There could be no civilization, enduring health, or mental wellness without trust. The most ordinary interpersonal, commercial, medical, and legal interactions would be impossible without some degree of trust.

In contrast, distrust is fraught with anxiety and resentment. No loneliness is lonelier than distrust.

Intimate betrayal—abuse, infidelity, deceit, financial manipulation—fractures the ability to trust anyone who gets close to us, including friends, relatives, even children. Yet the human need to trust persists, creating an internal storm of wanting to trust while being terrified of it.

Most people respond to this internal turmoil in one of three ways.

  1. Blind trust puts faith in someone without regard to demonstrated reliability or trustworthiness. It’s more a reluctance to experience the doubt, anxiety, and loneliness of distrust than an endorsement of the other person’s better qualities.
  2. Suspicion is focused on the mere possibility of betrayal. It keeps us in a state of hyper-vigilance and all but eliminates close connections to others. 
  3. Wise trust assesses the probability of betrayal, in recognition that we are all frail creatures capable of betrayal in weaker moments.

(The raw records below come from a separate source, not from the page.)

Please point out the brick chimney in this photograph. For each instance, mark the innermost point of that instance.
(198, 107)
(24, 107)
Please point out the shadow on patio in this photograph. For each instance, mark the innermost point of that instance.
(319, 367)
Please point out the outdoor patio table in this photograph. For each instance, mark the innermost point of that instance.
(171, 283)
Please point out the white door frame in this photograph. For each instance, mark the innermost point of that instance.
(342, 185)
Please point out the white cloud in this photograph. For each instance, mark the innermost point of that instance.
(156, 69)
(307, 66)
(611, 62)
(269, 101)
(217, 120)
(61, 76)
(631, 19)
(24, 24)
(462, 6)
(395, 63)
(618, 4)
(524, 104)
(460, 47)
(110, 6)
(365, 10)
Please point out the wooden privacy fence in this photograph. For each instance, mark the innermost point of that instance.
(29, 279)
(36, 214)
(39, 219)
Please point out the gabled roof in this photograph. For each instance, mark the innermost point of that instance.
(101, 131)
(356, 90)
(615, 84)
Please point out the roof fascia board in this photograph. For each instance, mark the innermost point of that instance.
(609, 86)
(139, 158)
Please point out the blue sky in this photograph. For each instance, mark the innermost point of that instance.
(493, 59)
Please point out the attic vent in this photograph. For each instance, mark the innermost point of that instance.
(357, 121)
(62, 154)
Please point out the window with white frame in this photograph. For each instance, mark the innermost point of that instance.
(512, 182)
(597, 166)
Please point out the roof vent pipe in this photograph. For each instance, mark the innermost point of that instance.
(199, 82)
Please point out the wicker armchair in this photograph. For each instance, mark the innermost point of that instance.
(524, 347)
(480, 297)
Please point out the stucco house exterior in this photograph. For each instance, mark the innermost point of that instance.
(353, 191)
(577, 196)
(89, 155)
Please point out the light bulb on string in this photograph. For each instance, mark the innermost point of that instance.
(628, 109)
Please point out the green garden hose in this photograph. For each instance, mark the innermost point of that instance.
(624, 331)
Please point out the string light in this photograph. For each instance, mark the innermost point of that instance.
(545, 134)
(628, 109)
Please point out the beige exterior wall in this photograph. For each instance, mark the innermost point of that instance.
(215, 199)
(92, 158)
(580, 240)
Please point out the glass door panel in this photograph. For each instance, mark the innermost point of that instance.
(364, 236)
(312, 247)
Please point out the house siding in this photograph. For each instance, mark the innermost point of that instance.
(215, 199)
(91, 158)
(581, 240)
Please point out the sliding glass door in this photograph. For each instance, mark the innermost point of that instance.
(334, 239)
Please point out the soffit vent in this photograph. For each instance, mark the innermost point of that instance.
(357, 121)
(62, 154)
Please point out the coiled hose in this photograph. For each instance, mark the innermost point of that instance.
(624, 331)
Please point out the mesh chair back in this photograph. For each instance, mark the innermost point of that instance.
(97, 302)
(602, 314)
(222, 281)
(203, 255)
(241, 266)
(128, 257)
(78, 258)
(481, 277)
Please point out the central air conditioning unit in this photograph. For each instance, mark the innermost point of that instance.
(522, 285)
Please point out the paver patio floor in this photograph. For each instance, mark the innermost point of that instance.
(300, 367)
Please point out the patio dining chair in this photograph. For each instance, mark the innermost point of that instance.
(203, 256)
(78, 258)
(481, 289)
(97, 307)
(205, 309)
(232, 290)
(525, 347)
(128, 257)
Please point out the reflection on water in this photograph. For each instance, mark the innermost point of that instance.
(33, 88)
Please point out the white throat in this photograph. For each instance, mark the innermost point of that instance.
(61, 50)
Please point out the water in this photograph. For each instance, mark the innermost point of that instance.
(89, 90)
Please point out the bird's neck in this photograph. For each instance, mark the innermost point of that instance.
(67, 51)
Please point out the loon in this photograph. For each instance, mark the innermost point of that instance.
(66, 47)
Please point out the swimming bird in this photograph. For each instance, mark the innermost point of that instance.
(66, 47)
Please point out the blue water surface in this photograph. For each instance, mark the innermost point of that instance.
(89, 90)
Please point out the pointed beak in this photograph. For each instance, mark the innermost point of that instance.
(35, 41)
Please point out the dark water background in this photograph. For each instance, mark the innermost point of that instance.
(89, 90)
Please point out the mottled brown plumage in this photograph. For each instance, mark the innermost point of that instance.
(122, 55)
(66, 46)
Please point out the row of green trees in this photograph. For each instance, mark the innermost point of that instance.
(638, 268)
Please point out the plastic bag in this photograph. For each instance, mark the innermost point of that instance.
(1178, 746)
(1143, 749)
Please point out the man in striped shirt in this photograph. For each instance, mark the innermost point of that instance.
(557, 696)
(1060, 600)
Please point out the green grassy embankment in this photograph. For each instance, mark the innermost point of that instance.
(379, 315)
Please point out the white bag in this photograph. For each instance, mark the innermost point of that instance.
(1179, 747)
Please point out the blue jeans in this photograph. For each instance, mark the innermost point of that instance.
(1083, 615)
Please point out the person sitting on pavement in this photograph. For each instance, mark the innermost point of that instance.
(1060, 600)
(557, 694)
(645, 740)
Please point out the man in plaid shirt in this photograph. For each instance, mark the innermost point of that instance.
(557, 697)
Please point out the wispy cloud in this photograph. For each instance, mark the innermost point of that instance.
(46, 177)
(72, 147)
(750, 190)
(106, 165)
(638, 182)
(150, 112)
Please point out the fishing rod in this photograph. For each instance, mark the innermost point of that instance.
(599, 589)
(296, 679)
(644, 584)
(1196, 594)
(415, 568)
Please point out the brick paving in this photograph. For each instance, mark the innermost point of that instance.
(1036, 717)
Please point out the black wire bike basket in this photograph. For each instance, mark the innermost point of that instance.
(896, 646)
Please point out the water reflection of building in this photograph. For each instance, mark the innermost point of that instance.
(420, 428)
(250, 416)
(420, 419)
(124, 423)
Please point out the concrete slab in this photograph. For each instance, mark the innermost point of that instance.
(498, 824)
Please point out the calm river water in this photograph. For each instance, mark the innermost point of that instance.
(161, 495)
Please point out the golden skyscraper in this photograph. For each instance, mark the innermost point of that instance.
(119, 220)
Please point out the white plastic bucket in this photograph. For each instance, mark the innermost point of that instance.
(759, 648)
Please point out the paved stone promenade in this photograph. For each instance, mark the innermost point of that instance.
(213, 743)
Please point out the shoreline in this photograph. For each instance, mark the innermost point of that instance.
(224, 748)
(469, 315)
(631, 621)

Realistically, it’s possible that any of us could betray a loved one. Blind trust denies this darker characteristic of human nature; suspicion exaggerates it. Wise trust is an assessment that the probability of betrayal is low.

The Path to Wise Trust: Compassion for Self and Others

The secret of trusting wisely is to forget about trust. Your brain won’t let you sustain it as long as you’re hurt anyway, as most defenses run almost exclusively on autopilot. In other words, you’ll be able to trust for a little while but it will, in short order, fall apart. And each time that trust falls apart, it becomes harder to rebuild.

Genuine trust is not a goal so much as a by-product of enhanced core value—the ability to create value and meaning in your life. Focus first on self-compassion and then on compassion for others, and you’ll find that trust will sneak up with you, in its own good time.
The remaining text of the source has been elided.